"We are now quite alone, Lord Glisfoyle, and can speak plainly. You love Sarita Castelar, and hope to make her your wife?"
"I decline to discuss her with you, Senor Quesada."
"Well, then, I tell you she is pledged to marry me, and I will suffer no man on earth to take her from me."
"You did not speak so to your tool, Colonel Juan Livenza. I am aware of the infamous bargain you made with him."
"I will not allow anyone to take her from me," he said again, between his teeth, the increased tenseness of the tone being his only notice of my words. "You are an English nobleman, and presumably a man of courage. When you were here last time in my house, you struck me. You are now bent on ruining me, and have set everything on that venture. Owing to my sister's interference, you are free; and because she loves you, she is mad enough to stay my hands in dealing with you, knowing, what you also know, things that must be kept secret. And as a crowning stroke you threaten to rob me of the woman I love. Under those circumstances, what think you is the fitting course for two men—two enemies, if you will—placed as you and I are, to pursue?"
"If I understand you, I decline to discuss such a proposal."
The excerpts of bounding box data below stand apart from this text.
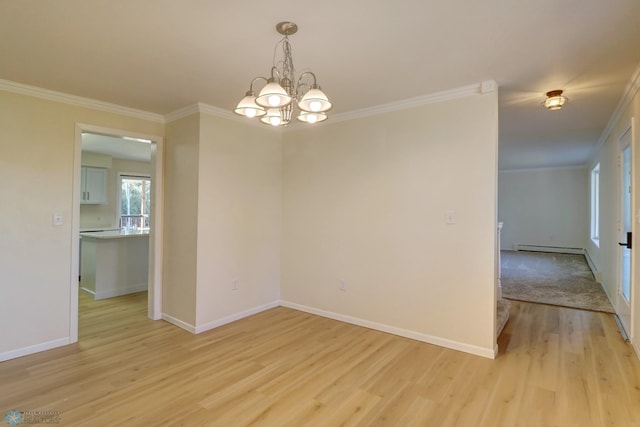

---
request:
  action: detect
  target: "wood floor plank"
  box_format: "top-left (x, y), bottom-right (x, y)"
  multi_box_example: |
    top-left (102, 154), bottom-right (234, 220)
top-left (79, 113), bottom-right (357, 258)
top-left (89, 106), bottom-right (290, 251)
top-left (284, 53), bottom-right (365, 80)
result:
top-left (0, 293), bottom-right (640, 427)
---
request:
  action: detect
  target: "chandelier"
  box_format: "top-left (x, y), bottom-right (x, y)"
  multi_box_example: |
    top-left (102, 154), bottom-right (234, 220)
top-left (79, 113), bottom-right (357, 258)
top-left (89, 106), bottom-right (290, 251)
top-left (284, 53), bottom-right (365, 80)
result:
top-left (542, 89), bottom-right (569, 110)
top-left (233, 22), bottom-right (332, 126)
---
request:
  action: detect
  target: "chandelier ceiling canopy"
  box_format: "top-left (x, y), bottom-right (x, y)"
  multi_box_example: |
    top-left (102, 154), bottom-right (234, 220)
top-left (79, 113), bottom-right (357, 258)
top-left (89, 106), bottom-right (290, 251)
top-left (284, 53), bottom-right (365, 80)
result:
top-left (542, 89), bottom-right (569, 110)
top-left (233, 21), bottom-right (332, 126)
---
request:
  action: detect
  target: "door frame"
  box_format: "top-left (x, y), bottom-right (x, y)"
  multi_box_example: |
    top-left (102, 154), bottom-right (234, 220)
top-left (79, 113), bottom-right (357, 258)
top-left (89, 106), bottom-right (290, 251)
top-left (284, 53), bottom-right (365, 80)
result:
top-left (613, 118), bottom-right (640, 340)
top-left (69, 123), bottom-right (164, 343)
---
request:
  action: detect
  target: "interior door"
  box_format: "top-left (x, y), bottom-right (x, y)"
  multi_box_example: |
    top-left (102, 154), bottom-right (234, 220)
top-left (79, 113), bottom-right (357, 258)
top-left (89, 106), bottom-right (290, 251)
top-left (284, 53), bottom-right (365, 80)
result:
top-left (615, 128), bottom-right (633, 336)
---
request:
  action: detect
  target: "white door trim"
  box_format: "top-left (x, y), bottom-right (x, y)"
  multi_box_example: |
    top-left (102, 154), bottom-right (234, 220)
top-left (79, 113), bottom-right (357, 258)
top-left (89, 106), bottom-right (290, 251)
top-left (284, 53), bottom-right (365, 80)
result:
top-left (614, 119), bottom-right (639, 339)
top-left (69, 123), bottom-right (164, 343)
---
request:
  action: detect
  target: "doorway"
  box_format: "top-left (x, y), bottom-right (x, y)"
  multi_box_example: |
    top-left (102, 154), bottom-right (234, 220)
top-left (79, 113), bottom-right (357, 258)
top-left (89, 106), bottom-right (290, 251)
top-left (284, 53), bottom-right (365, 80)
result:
top-left (69, 124), bottom-right (164, 342)
top-left (615, 127), bottom-right (634, 336)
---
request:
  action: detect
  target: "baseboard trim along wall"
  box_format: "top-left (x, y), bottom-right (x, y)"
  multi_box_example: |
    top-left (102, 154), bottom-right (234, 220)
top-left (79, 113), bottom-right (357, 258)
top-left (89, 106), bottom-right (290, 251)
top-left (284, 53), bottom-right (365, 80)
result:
top-left (513, 243), bottom-right (584, 255)
top-left (280, 301), bottom-right (498, 359)
top-left (195, 301), bottom-right (280, 334)
top-left (162, 301), bottom-right (280, 334)
top-left (160, 313), bottom-right (196, 334)
top-left (584, 249), bottom-right (602, 284)
top-left (0, 337), bottom-right (71, 362)
top-left (94, 283), bottom-right (149, 300)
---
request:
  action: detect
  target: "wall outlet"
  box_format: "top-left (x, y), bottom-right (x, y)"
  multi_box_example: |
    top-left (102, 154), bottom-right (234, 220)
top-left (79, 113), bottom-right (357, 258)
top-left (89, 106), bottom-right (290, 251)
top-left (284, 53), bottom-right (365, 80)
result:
top-left (445, 211), bottom-right (456, 224)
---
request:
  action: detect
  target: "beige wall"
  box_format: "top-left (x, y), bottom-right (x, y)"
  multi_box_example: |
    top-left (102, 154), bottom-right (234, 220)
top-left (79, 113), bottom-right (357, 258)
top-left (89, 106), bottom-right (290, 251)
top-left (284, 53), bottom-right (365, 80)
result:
top-left (585, 83), bottom-right (640, 357)
top-left (162, 114), bottom-right (200, 327)
top-left (196, 114), bottom-right (282, 330)
top-left (80, 153), bottom-right (151, 230)
top-left (0, 83), bottom-right (497, 362)
top-left (498, 168), bottom-right (589, 250)
top-left (281, 92), bottom-right (497, 356)
top-left (0, 91), bottom-right (164, 356)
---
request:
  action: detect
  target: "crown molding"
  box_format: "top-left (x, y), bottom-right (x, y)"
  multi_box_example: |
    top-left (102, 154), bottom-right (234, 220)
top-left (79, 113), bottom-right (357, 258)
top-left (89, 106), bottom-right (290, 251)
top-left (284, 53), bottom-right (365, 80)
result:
top-left (331, 80), bottom-right (498, 123)
top-left (164, 104), bottom-right (200, 123)
top-left (590, 63), bottom-right (640, 158)
top-left (0, 79), bottom-right (165, 123)
top-left (498, 165), bottom-right (587, 173)
top-left (164, 102), bottom-right (273, 127)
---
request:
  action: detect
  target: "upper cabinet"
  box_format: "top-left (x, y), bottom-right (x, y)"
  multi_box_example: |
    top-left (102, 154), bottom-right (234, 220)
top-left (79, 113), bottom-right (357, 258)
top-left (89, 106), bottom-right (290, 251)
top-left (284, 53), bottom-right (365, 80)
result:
top-left (80, 166), bottom-right (107, 205)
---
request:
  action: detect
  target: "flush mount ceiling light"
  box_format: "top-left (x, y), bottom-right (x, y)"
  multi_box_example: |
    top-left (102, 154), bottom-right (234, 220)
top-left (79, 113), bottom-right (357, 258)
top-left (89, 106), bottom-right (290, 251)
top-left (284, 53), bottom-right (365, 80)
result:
top-left (542, 89), bottom-right (569, 110)
top-left (233, 22), bottom-right (332, 126)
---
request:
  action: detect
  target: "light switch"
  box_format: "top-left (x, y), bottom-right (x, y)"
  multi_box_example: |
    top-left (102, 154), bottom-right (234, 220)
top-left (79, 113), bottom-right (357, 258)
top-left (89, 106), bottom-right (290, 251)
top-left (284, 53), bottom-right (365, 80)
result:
top-left (446, 211), bottom-right (456, 224)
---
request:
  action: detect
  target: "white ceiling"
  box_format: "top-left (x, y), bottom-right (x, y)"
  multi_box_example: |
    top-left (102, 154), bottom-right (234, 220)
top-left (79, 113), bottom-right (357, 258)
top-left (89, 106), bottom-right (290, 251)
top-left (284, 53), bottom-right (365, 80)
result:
top-left (0, 0), bottom-right (640, 169)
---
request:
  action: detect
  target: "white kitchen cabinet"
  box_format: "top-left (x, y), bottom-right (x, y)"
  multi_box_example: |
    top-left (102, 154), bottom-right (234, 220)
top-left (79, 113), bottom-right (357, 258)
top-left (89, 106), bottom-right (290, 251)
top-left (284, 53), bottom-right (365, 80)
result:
top-left (80, 166), bottom-right (107, 205)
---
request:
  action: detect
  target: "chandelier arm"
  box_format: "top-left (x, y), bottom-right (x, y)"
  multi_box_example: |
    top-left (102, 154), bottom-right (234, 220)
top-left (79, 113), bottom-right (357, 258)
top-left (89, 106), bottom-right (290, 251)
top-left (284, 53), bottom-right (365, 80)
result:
top-left (249, 76), bottom-right (269, 92)
top-left (296, 71), bottom-right (318, 95)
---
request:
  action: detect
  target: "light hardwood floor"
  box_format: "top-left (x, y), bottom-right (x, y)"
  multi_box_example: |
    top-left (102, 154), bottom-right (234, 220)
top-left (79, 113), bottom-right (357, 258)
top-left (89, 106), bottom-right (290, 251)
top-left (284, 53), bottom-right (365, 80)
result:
top-left (0, 293), bottom-right (640, 427)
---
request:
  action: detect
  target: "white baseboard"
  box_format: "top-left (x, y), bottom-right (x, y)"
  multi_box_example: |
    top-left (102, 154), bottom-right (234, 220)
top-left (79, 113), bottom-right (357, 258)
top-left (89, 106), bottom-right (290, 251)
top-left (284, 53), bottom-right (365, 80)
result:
top-left (162, 301), bottom-right (280, 334)
top-left (513, 243), bottom-right (585, 255)
top-left (280, 301), bottom-right (498, 359)
top-left (80, 287), bottom-right (96, 299)
top-left (94, 283), bottom-right (149, 300)
top-left (584, 249), bottom-right (602, 284)
top-left (0, 337), bottom-right (71, 362)
top-left (195, 301), bottom-right (280, 334)
top-left (161, 313), bottom-right (196, 334)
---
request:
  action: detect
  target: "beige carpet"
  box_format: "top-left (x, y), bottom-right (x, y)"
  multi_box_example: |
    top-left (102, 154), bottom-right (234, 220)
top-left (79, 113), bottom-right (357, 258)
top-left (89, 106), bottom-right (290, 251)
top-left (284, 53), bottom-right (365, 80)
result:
top-left (500, 251), bottom-right (614, 313)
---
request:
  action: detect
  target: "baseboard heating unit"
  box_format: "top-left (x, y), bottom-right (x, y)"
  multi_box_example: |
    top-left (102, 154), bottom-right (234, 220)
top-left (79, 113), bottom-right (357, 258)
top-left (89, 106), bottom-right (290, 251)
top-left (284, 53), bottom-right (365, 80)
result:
top-left (513, 244), bottom-right (584, 255)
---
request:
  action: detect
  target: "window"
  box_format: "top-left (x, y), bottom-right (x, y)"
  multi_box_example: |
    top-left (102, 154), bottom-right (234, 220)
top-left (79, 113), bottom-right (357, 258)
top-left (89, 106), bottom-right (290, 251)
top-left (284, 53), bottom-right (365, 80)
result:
top-left (591, 163), bottom-right (600, 246)
top-left (118, 173), bottom-right (151, 229)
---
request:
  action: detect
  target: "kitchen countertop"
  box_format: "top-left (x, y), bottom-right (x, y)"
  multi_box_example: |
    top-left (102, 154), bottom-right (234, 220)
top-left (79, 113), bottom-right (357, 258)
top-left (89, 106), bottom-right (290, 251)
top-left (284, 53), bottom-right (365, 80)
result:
top-left (80, 228), bottom-right (149, 239)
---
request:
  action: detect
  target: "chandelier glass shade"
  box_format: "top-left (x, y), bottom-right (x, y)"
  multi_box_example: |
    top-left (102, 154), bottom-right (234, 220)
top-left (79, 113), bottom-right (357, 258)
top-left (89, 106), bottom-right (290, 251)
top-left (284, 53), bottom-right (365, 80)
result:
top-left (233, 22), bottom-right (333, 126)
top-left (542, 89), bottom-right (569, 110)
"If you are a gentleman and a man of honour, and not a coward, you will find only one answer to my question," he said, his rage deepening in its quiet intensity with every sentence, till each word he uttered was a deliberate insult—an added knot on the lash of his bitter tongue. But I had my temper too well in hand to take fire.
"There are matters you forget. You set your bully, Livenza, upon me first; you used your power as Minister to destroy me; you ordered your police spies to dog me; and you had me gaoled in one of your filthy prisons. In this way you exhausted every means in your power to deal with me officially; and having schemed and tricked and bullied thus in vain, you find yourself at bay, and as a last resource you remember your honour with suspicious tardiness, and think of the means which the gentleman and the man of honour you speak of would have thought of first. I will not fight with you, Senor Quesada."
"You are a coward, then."
"I don't accept your standards in that matter."